In the context of the rising cost of living, people shopping for food and other essential products need confidence that they have the right information to make great choices and are getting fair deals. It is important that shoppers who look at the prices of products should be able to compare like for like. This, together with recent concerns raised by stakeholders, has led the CMA to revisit the issue of unit pricing.
This new work follows the 2015 Groceries Super-complaint where the CMA considered pricing and promotional practices in the groceries market and concluded that complexities and inconsistencies with unit pricing may prevent people from spotting which deal gives them the best value.

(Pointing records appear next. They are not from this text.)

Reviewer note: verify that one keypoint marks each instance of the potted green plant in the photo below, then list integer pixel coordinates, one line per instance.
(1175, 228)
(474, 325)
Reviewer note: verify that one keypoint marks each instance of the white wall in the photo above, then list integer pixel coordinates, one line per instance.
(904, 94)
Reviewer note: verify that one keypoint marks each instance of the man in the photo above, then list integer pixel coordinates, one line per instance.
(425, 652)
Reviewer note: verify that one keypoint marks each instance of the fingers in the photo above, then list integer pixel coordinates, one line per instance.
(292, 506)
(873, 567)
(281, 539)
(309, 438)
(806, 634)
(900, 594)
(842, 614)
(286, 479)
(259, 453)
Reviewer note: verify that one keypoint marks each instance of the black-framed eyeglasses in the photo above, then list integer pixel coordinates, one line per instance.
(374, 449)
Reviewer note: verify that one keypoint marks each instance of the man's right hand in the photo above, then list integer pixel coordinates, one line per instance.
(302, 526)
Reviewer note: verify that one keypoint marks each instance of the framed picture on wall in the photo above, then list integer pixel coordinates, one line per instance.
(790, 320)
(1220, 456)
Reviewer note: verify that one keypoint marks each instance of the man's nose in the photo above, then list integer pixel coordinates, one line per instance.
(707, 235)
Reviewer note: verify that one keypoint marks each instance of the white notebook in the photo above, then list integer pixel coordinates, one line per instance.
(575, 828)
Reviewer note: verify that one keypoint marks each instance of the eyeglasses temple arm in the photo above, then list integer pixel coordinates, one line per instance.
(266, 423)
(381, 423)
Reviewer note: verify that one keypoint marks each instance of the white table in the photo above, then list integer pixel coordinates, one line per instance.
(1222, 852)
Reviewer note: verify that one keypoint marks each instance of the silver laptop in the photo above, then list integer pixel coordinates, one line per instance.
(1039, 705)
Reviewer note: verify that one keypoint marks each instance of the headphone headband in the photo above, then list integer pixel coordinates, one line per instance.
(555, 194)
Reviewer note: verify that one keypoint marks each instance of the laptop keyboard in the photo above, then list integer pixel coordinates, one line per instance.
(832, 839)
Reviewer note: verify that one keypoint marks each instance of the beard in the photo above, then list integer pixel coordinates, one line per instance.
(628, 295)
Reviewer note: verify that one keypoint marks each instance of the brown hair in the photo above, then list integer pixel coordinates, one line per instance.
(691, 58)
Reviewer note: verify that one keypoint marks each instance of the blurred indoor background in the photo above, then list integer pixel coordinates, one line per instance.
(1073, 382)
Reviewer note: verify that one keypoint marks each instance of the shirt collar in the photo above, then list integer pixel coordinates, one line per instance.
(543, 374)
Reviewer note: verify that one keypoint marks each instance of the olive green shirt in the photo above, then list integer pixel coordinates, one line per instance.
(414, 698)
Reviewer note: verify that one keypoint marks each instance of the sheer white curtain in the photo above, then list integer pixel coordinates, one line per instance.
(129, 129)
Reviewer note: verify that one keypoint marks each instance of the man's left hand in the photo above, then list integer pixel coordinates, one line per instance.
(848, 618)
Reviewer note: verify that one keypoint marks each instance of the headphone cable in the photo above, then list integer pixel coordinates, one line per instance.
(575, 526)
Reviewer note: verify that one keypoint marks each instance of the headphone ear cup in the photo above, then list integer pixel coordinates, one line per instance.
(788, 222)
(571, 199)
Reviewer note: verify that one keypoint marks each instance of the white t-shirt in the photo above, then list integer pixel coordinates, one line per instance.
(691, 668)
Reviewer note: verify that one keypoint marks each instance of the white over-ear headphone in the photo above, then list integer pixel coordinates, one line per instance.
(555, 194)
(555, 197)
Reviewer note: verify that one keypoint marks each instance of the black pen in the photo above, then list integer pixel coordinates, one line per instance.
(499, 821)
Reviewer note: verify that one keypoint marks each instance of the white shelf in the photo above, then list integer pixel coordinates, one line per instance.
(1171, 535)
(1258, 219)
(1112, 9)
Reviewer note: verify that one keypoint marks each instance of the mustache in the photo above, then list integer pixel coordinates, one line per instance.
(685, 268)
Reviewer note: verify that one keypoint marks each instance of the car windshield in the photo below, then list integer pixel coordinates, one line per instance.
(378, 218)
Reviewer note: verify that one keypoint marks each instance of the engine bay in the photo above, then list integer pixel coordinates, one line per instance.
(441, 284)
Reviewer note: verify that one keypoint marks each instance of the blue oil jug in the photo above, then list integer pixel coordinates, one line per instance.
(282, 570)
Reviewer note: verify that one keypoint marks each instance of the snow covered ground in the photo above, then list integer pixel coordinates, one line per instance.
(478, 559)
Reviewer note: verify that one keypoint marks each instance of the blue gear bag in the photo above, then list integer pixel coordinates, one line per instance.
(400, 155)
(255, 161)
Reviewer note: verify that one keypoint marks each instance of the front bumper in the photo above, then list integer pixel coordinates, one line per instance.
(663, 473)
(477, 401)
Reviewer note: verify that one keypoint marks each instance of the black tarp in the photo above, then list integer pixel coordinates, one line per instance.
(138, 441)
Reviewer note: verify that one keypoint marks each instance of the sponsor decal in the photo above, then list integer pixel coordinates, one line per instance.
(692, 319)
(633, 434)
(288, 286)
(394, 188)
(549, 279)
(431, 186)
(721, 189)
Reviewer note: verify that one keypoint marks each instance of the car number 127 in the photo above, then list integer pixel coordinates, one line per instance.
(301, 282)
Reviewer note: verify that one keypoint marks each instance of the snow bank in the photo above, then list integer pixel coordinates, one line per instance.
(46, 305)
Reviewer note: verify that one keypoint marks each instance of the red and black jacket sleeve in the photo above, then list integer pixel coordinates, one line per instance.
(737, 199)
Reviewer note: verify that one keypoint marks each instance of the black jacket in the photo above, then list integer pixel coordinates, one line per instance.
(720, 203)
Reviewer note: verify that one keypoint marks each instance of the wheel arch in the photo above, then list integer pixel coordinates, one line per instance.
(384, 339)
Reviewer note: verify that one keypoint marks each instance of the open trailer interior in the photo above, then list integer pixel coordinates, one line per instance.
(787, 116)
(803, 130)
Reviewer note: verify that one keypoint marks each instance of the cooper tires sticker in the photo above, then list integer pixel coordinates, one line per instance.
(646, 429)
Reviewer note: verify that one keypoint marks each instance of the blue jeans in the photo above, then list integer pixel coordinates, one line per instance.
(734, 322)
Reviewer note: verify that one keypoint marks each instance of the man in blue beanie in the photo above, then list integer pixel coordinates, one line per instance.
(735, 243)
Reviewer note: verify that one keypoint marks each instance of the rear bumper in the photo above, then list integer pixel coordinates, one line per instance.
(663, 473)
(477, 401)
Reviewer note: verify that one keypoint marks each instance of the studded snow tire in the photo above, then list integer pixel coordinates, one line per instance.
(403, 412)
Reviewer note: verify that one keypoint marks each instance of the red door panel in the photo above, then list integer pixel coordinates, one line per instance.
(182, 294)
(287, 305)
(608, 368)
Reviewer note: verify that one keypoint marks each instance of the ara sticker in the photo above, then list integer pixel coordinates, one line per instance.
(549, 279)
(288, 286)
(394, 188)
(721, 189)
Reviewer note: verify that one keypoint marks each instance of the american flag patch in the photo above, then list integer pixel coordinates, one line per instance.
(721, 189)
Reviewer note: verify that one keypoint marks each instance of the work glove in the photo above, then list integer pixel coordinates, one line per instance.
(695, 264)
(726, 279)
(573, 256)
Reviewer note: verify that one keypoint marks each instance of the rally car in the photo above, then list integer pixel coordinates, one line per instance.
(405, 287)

- different interpretations of legibility of unit prices amongst retailers
- inconsistencies with how retailers present unit prices for similar products
- inconsistencies with how retailers present unit prices for products on promotion
George Lusty, Senior Director for Consumer Protection at the CMA said:
We know that the increased cost of living has hit the pound in people’s pockets.
That’s why we’re pressing on with this important grocery unit pricing work to ensure shoppers can more easily compare prices and make choices that are right for them.
The project will consider the following:
- if the unit pricing issues identified during the 2015 Super-complaint remain
- compliance with the law by retailers
- consumer awareness and use of unit pricing information
The project is at an early stage and the CMA has not formed a view on these issues. The CMA will provide an update on the case page later in 2023.
Sue Davies, Which? Head of Food Policy, said:
Grocery prices are a huge concern as households all over the country grapple with the cost of living crisis, so it’s timely and important for the CMA to be looking at whether prices are clearly and fairly displayed at the supermarket.
We know poor, inconsistent and sometimes missing price information is a problem and that’s why Which? is campaigning for pricing transparency from supermarkets, so that shoppers can easily work out which products are the best value.
The project forms part of the CMA’s work to help people, businesses and the UK economy by promoting competitive markets and tackling unfair behaviour outlined in the recent 2023/24 draft Annual Plan.